Esta teoría encuentra
dificultades desde el comienzo, por el problema de explicar con ese basamento
la angustia presente en cuadros obsesivos, en las fobias o en las
histerias. En estos casos era imposible
soslayar la presencia de un componente psíquico y es así que Freud propone,
como explicación adicional, que es la represión la que origina la acumulación
de la excitación, pero que ésta se transforma en angustia, tal como ocurriría
en las neurosis actuales.
Sea como fuere, en este
momento encontramos ya una mayor cercanía entre angustia y psique. La angustia aparece como consecuencia de un
mecanismo defensivo: la represión. La
represión separa la representación de su afecto y es éste el que deviene en
angustia.
Veremos evolucionar el
concepto al punto que sea ésta, la angustia, la que motiva la represión e,
incluso, sea ella misma un elemento de la defensa.
No perdamos de vista que
esta teoría sobre la angustia se desarrolla en sintonía con su primera teoría
sobre el aparato psíquico y con su inicial postulación sobre la organización de
las pulsiones (o sea, instintos sexuales e instintos del yo o de
auto-conservación). Tampoco dejemos de
ver que este punto de partida tiene aún mucho de los orígenes del pensamiento
freudiano en relación a la fisiología y la neurología. Se entiende así un poco más el sentido de la
presencia de un movimiento de cargas y contra-cargas y de una cierta búsqueda
de homeostasis basada en una constancia energética.
Más adelante, aún con este
telón de fondo, Freud relaciona la reacción de angustia con un elemento de la
realidad. Desde este correlato, sostiene
que la angustia neurótica se originaría frente a la incapacidad de la psique de
manejar un monto de excitación generada endógenamente, al igual que cuando esto
ocurre frente a un peligro proveniente del exterior. Dice, al respecto, que se comporta, entonces, como si proyectara al
exterior esa excitación.
El contraste de criterios
que esta postulación supone lo resuelve más adelante con la propuesta de una
distinción entre una angustia-señal y una angustia automática, conceptos
centrales en su segunda teoría y que, a renglón seguido, pasamos a reseñar.

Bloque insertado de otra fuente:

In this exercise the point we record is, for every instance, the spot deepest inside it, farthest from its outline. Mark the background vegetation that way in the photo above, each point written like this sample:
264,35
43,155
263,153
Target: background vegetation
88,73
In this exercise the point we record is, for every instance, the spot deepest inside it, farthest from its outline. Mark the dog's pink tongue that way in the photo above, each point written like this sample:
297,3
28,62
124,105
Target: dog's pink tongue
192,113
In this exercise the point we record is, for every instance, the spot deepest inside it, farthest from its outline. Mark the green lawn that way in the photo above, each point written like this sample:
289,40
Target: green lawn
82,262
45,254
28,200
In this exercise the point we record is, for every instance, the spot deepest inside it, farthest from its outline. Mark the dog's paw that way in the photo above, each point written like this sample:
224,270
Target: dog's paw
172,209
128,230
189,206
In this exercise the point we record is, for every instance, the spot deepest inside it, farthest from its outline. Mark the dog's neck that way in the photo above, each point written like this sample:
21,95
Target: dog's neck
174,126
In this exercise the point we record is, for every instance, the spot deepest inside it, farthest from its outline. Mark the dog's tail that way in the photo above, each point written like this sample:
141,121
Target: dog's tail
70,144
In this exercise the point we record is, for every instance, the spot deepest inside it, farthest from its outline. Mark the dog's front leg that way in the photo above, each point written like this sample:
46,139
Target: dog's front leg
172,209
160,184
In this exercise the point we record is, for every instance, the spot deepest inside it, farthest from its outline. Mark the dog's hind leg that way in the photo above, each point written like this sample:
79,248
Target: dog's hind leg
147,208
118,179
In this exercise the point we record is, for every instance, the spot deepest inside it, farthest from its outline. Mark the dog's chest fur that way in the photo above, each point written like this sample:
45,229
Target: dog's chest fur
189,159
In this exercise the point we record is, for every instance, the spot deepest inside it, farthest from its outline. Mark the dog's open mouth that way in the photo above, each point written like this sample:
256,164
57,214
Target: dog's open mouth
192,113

Partamos de la distinción que acabamos de introducir; es decir, entre
angustia-automática y angustia-señal. La
primera sería la que se genera frente a una situación traumática y, la segunda,
sería la que se moviliza en el yo como anuncio de la inminencia de la
reproducción de la primera.
La angustia automática
supone una situación de desvalimiento del yo frente a una urgencia adaptativa
de origen externo (peligro proveniente del exterior) o interno (sobrecarga por
acumulación de excitación). Los peligros
internos cambian en las diferentes etapas de la vida, pero tienen un carácter
común, cual es el de implicar una pérdida de objeto, la separación de éste o la
pérdida del afecto proveniente de éste.
Estas circunstancias peligrosas devienen en una acumulación de deseos
insatisfechos y la imposibilidad desde el yo de dar cuenta de ellos.
La angustia automática se
desarrolla en situaciones que tienen que ver con los diferentes momentos
evolutivos del niño. Estas situaciones,
establecidas por reconstrucción, serían: el nacimiento, la pérdida de la madre
como objeto, la pérdida del pene, la pérdida del amor del objeto y la pérdida
del amor del superyó.
Como podemos notar, además,
en este momento de su evolución teórica, encontramos incluida su segunda teoría
del aparato psíquico, que contempla la existencia de un yo, un superyó y un
ello. Sumado a este telón de fondo está
la variante en la teoría de los instintos, que ahora enfrenta a eros con
tánatos y que permite la integración de los factores con potencial traumático,
alejándolos así de la atadura de la fuente estrictamente sexual y ampliando
tales potenciales a cualquier estímulo, de cualquier origen, que suponga un
riesgo para el yo en cuanto a sus posibilidades de dar cuenta de éste.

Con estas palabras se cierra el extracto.